"Ho preso le mosse - ci ha spiegato dal
Salone del libro di Torino - da un paradosso: quella che dovrebbe essere una
condizione che chiunque vorrebbe evitare, diventa curiosamente un oggetto di
desiderio, qualcosa che dà carisma, qualcosa che dà autorità, qualcosa che
conferisce una sorta di innocenza, di immunità preliminare a qualunque
critica".
Da qui il possibile identikit della vittima.

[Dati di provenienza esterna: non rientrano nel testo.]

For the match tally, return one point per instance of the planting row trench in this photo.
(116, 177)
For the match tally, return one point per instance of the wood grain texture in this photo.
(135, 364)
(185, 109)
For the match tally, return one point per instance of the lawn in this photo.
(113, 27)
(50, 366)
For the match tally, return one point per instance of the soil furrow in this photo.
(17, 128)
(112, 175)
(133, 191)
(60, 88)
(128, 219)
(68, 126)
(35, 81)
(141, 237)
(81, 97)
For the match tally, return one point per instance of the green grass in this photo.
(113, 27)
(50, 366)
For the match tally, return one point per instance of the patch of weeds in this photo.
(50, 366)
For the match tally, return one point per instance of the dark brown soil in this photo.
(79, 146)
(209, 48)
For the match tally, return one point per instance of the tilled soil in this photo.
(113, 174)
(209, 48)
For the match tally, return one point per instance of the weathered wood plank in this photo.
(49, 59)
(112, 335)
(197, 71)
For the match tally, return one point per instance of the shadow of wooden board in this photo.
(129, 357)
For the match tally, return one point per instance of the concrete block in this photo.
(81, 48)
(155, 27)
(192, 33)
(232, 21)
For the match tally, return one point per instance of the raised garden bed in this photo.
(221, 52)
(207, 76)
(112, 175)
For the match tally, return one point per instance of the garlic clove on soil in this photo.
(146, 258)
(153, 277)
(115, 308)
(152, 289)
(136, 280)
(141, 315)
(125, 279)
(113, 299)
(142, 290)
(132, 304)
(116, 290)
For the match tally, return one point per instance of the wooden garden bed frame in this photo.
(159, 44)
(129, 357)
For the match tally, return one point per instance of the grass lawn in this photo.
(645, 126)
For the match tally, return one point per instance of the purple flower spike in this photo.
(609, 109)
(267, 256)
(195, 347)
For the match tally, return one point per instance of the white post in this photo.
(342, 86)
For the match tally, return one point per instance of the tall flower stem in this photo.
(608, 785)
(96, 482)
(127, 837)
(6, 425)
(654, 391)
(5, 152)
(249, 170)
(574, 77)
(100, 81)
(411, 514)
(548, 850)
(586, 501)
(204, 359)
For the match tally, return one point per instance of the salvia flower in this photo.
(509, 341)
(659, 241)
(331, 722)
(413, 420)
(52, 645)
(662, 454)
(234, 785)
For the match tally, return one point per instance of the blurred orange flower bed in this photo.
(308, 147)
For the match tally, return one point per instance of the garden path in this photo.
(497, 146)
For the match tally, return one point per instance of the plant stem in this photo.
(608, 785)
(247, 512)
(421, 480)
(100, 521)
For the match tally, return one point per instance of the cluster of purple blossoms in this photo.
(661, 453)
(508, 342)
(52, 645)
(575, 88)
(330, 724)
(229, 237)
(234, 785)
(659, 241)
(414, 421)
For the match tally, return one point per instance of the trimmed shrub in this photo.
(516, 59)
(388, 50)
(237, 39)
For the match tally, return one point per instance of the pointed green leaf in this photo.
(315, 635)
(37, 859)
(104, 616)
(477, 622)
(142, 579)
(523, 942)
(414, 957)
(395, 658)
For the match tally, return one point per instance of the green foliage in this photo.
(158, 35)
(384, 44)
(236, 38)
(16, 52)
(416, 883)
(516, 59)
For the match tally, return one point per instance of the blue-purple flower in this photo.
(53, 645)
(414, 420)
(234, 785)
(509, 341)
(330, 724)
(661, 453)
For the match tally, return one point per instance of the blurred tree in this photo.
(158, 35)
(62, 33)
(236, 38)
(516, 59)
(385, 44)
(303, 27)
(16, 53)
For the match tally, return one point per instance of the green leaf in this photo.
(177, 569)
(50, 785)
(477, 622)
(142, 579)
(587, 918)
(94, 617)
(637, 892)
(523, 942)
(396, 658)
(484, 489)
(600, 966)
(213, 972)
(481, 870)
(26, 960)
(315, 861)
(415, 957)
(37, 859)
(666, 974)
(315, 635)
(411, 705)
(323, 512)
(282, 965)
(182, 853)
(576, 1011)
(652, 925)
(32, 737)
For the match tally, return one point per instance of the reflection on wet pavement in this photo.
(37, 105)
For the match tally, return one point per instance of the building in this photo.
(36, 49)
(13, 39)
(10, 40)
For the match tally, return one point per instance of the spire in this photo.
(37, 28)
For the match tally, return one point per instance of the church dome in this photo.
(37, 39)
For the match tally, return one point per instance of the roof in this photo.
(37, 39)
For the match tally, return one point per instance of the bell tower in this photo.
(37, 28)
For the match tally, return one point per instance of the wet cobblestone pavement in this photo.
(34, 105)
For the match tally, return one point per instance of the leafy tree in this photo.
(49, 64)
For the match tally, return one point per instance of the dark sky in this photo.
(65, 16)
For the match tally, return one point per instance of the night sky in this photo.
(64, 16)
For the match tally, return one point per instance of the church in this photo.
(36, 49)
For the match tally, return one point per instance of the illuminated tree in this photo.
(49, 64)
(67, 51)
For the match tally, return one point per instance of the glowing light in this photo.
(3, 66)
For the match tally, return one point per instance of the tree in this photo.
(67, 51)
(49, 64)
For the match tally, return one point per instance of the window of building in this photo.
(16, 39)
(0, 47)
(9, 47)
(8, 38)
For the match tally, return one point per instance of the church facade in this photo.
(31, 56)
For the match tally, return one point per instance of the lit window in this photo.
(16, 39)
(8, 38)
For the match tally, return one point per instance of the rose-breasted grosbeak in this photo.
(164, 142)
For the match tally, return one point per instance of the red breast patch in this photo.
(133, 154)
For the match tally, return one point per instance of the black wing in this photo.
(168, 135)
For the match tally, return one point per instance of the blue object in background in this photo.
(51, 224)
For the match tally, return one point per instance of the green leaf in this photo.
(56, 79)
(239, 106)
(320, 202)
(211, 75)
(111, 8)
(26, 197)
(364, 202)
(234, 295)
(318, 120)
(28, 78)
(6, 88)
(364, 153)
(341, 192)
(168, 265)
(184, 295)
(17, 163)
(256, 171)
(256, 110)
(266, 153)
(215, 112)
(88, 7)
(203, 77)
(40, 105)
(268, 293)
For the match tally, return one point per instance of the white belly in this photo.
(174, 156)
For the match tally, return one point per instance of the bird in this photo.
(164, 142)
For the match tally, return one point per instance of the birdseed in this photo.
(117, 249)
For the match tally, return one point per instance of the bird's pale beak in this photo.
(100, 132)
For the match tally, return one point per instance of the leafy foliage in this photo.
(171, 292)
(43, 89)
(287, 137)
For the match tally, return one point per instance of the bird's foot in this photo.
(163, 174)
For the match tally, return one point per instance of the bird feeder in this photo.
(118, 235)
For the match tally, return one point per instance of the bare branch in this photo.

"E' qualcuno che non ha un bene da affermare - ha aggiunto lo studioso - e
può, diciamo così, ritagliarsi uno spazio di autorità e di autorevolezza, di
giustificazione per la propria azione, soltanto attraverso il fatto che ha
patito".
Giglioli, ovviamente, non prende di mira le
vittime reali, delle guerre o delle carestie, ma chi, come secondo lui anche
molti "potenti", sfrutta una presunta offesa per legittimare il
proprio ruolo. In un processo che è tutto "in negativo". "A me
sembra - ha detto ancora Giglioli - che la mitologia della vittima sia indice
di una mancanza, una mancanza nostra, più generale, sia di chi fa la vittima,
sia di chi non la fa, che non riesce a produrre un'idea positiva di bene, di
quello che si sarebbe dovuto fare".
Il critico, comunque, nel suo saggio non
fornisce "soluzioni" solo, kantianamente, un metodo. "E' molto
importante - ha concluso Daniele Giglioli - porsi la domanda. Io la risposta
non ce l'ho, ma la domanda mi sembra essenziale, mi sembra urgente".